The danger to the Coalition is not that it pumps out such rhetoric, but that far too many on the conservative side actually believe it.
There are opportunities to make the Australian economy more productive, equitable and robust, but given Labor's current set of numbers, they are relatively small – inflation is low, unemployment is low, private sector investment is still relatively good, growth is not too far off trend and so on. Oh, and we're the richest people on earth.
But that is not stopping the Coalition arguing that there's room to make things radically better.
Shadow treasurer Joe Hockey told a Sydney Institute audience yesterday that if Obama lost, it would be due to his over-promising and under-delivering.
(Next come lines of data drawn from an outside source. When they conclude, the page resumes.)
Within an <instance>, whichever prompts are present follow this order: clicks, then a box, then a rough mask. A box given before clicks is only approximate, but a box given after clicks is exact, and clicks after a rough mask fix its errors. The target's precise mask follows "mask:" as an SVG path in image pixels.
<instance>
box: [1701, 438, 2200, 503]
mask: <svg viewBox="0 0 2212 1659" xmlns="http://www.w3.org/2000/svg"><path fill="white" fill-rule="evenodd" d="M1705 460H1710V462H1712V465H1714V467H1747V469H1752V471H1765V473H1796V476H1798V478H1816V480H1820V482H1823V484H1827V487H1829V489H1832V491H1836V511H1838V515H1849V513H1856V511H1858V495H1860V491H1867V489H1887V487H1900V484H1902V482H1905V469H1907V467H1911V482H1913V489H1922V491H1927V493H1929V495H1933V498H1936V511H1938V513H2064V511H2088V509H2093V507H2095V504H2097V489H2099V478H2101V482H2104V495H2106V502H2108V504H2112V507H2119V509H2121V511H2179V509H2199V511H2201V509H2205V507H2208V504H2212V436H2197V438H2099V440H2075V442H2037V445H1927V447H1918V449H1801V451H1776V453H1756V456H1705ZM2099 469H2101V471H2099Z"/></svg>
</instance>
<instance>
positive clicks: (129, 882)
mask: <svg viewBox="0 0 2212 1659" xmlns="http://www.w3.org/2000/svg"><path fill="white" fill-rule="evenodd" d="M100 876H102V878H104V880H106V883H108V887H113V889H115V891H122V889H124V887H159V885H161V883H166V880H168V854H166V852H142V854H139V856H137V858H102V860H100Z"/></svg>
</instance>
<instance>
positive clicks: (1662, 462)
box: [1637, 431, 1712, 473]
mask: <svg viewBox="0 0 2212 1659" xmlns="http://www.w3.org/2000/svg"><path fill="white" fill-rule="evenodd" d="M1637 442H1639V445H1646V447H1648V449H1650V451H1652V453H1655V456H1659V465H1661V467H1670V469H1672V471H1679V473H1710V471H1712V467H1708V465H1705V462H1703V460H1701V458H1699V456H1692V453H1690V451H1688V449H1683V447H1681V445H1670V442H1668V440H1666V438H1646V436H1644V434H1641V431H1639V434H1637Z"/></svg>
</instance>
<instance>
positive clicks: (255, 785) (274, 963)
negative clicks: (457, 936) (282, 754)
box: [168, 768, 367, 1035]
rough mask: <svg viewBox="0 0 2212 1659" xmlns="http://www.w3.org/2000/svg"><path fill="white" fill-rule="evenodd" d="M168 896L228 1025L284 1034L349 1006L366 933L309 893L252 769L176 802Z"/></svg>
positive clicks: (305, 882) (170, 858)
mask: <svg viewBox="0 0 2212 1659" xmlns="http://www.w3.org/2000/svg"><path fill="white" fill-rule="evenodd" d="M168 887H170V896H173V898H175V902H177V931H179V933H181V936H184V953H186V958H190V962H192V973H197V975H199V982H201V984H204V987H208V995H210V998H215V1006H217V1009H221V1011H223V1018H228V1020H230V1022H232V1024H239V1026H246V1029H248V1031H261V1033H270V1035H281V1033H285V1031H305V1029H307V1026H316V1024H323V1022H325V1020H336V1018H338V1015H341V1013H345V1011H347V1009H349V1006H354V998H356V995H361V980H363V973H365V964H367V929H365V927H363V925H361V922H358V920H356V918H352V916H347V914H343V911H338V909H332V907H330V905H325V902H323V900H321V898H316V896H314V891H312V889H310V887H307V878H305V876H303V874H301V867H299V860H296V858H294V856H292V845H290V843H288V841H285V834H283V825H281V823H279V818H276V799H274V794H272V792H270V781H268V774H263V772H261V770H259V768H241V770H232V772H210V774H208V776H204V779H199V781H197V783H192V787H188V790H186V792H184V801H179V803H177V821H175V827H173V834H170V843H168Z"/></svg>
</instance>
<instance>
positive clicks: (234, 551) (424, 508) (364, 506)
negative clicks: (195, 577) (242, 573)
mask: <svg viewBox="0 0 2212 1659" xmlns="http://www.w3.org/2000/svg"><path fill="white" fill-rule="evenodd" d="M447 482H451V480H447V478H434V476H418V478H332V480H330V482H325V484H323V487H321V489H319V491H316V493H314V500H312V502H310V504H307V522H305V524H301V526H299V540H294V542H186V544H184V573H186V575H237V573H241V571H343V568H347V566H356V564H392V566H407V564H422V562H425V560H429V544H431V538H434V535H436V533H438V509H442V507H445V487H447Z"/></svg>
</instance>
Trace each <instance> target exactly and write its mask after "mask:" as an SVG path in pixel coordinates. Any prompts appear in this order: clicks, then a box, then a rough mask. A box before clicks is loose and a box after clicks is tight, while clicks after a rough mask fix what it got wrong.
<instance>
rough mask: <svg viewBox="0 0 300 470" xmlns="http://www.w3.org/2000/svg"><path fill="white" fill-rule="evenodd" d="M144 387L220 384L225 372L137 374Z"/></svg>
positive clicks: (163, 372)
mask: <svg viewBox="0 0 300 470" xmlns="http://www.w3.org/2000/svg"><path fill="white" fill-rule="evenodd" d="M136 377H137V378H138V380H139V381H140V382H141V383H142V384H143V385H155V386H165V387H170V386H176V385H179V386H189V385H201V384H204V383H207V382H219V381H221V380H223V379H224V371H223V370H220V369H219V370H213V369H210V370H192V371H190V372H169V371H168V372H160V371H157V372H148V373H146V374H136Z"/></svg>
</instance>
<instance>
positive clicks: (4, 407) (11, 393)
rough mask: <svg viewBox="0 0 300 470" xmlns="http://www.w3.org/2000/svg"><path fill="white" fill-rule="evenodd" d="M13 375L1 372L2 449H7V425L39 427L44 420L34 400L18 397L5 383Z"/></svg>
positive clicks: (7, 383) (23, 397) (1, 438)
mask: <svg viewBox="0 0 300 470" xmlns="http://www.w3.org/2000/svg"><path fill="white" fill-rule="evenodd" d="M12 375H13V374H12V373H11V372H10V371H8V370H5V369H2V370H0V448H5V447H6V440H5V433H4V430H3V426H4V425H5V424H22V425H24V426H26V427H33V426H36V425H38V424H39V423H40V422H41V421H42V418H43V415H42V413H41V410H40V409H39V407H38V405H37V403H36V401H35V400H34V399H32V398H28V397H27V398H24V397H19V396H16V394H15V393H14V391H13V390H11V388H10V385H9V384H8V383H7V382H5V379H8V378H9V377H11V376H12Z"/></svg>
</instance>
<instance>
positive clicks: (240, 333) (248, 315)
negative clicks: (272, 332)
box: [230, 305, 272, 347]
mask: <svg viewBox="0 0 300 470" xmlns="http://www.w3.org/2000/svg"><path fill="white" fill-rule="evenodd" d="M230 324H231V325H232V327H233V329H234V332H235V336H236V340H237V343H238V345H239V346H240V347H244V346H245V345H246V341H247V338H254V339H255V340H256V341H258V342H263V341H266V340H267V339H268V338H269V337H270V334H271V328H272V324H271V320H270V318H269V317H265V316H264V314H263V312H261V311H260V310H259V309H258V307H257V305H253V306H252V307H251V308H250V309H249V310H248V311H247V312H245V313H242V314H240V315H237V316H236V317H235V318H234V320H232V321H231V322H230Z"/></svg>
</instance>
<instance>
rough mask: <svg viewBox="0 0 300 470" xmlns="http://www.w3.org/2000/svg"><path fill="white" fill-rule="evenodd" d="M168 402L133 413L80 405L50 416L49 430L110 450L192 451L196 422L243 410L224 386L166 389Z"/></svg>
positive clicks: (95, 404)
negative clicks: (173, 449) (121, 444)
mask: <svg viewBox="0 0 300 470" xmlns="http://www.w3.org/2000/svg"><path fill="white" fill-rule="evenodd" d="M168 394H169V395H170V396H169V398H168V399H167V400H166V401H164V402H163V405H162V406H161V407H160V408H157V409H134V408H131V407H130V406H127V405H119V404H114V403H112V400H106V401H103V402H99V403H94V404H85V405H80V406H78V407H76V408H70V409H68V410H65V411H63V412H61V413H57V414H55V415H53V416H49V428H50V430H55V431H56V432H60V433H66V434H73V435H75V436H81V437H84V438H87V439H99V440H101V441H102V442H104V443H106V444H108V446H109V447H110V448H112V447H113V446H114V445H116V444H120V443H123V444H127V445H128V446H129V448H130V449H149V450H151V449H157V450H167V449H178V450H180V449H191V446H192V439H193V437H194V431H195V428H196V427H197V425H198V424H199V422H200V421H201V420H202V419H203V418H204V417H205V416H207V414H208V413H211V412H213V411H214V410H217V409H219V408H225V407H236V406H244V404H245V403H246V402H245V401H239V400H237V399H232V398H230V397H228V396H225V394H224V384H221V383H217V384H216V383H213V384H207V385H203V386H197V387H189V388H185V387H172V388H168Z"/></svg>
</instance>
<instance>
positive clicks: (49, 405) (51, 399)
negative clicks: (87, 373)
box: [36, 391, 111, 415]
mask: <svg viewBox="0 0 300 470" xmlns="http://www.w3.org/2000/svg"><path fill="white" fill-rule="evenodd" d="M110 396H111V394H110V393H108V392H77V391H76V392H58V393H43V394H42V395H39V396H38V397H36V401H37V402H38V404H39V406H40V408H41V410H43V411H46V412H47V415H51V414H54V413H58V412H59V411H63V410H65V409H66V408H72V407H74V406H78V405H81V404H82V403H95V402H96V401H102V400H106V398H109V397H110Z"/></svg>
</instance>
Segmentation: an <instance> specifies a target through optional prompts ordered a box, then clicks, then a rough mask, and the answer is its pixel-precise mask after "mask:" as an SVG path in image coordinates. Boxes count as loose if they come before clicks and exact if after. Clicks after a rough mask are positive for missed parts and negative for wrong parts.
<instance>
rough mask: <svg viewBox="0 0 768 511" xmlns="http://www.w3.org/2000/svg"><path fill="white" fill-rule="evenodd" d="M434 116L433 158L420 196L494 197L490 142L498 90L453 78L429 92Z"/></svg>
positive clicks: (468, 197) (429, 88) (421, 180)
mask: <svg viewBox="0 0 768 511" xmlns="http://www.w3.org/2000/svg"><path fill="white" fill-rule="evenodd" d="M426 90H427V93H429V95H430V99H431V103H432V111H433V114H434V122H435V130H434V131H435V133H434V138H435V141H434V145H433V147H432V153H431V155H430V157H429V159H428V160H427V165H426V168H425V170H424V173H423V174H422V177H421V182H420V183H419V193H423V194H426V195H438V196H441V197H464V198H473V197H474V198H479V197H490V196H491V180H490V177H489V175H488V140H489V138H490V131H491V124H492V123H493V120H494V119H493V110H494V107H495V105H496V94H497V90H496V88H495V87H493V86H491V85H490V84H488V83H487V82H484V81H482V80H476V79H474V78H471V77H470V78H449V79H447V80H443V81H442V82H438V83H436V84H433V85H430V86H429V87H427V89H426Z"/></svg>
The Sydney Morning Herald quotes him as saying "you cannot over-promise in politics anywhere, it leaves an air of disappointment".
Quite right. But day after day the Coalition has been telling voters the sky is falling due to the carbon tax and mining tax, two policies that one very well informed parliamentary Liberal source last week told me had "no material impact on the economy".
So to turn Hockey's logic on its head, if the Gillard government survives the next election it will be because they delivered something quite good, while the Coalition promised something extravagantly better.
Like Americans, Australians will need some convincing to take a gamble on the latter, when the former is quite comfortable. Better the devil you know and all that.
Obama's win was not just a trick played on the US people by some imagined liberal media elite. Likewise, Labor's economic record is more that just a trick. However, if the Coalition can't wrest power from the Gillard government at the next election, it will be because too many on that side of politics thought it was.